The girl started, turned round, her eyes lit up with an almost painful flash of a smile, the colour came deeply in her cheeks.

"Yes, it was," she said, quite meaninglessly, and she covered her rather prominent teeth with her lips. Then she sat looking straight before her, seeing nothing, only conscious of the colour burning in her cheeks.

It pricked him with a pleasant sensation. His veins and his nerves attended to her, she was so young and palpitating.

"It's not such a good programme as last week's," he said.

Again she half turned her face to him, and her clear, bright eyes, bright like shallow water, filled with light, frightened, yet involuntarily lighting and shaking with response.

"Oh, isn't it! I wasn't able to come last week."

He noted the common accent. It pleased him. He knew what class she came of. Probably she was a warehouse-lass. He was glad she was a common girl.

He proceeded to tell her about the last week's programme. She answered at random, very confusedly. The colour burned in her cheek. Yet she always answered him. The girl on the other side sat remotely, obviously silent. He ignored her. All his address was for his own girl, with her bright, shallow eyes and her vulnerably opened mouth.

The talk went on, meaningless and random on her part, quite deliberate and purposive on his. It was a pleasure to him to make this conversation, an activity pleasant as a fine game of chance and skill. He was very quiet and pleasant-humoured, but so full of strength. She fluttered beside his steady pressure of warmth and his surety.

He saw the performance drawing to a close. His senses were alert and wilful. He would press his advantages. He followed her and her plain friend down the stairs to the street. It was raining.
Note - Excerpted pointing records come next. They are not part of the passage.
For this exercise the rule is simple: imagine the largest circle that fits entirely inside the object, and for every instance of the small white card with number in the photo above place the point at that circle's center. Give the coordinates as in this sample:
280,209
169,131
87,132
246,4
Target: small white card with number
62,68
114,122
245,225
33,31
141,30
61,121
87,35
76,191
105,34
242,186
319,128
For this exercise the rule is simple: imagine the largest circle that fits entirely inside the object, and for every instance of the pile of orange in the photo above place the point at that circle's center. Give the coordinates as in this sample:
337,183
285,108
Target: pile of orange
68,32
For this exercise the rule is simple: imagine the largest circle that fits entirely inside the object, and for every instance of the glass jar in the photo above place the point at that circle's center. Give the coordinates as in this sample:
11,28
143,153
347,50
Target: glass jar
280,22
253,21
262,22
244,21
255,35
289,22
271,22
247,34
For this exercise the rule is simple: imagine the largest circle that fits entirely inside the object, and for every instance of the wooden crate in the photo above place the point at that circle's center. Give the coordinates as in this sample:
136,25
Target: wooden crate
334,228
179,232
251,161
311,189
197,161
"It's a nasty night," he said. "Shall you come and have a drink of something-a cup of coffee-it's early yet."

"Oh, I don't think so," she said, looking away into the night.

"I wish you would," he said, putting himself as it were at her mercy. There was a moment's pause.
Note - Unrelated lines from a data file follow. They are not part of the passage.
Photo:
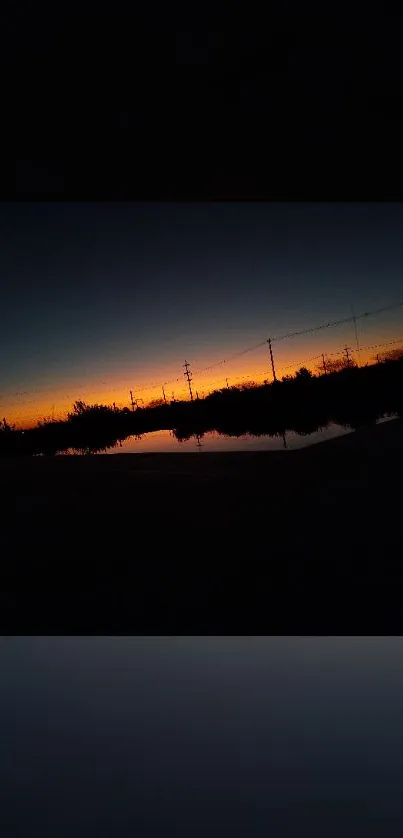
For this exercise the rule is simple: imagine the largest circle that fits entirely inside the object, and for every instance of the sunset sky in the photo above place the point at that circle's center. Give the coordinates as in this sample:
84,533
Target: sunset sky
98,299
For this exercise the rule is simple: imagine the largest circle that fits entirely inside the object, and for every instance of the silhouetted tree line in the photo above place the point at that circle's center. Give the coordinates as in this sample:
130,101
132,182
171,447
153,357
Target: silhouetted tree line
303,403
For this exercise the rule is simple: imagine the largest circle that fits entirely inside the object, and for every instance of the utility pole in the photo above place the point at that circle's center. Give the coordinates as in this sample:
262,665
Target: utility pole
356,334
134,401
347,351
272,360
188,375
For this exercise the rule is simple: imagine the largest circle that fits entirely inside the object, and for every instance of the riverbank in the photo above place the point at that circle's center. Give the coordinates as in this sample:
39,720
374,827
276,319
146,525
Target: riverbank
296,541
"Come to Rollins?" he said.

"No-not there."

"To Carson's, then?"

There was a silence. The other girl hung on. The man was the centre of positive force.
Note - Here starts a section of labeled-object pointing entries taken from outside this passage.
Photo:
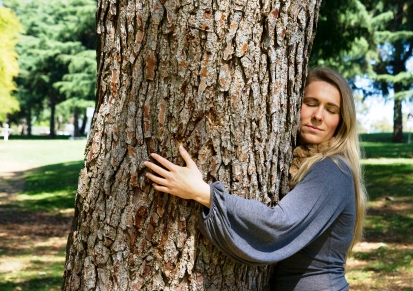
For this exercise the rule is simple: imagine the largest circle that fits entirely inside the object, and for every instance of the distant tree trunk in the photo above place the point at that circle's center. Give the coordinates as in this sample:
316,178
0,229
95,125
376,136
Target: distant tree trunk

"Will your friend come as well?"

There was another moment of silence, while the other girl felt her ground.

"No, thanks," she said. "I've promised to meet a friend."

"Another time, then?" he said.

"Oh, thanks," she replied, very awkward.

"Good night," he said.

"See you later," said his girl to her friend.

"Where?" said the friend.

"You know, Gertie," replied his girl.

"All right, Jennie."

The friend was gone into the darkness. He turned with his girl to the tea-shop. They talked all the time. He made his sentences in sheer, almost muscular pleasure of exercising himself with her. He was looking at her all the time, perceiving her, appreciating her, finding her out, gratifying himself with her. He could see distinct attractions in her; her eyebrows, with their particular curve, gave him keen aesthetic pleasure. Later on he would see her bright, pellucid eyes, like shallow water, and know those. And there remained the open, exposed mouth, red and vulnerable. That he reserved as yet. And all the while his eyes were on the girl, estimating and handling with pleasure her young softness. About the girl herself, who or what she was, he cared nothing, he was quite unaware that she was anybody. She was just the sensual object of his attention.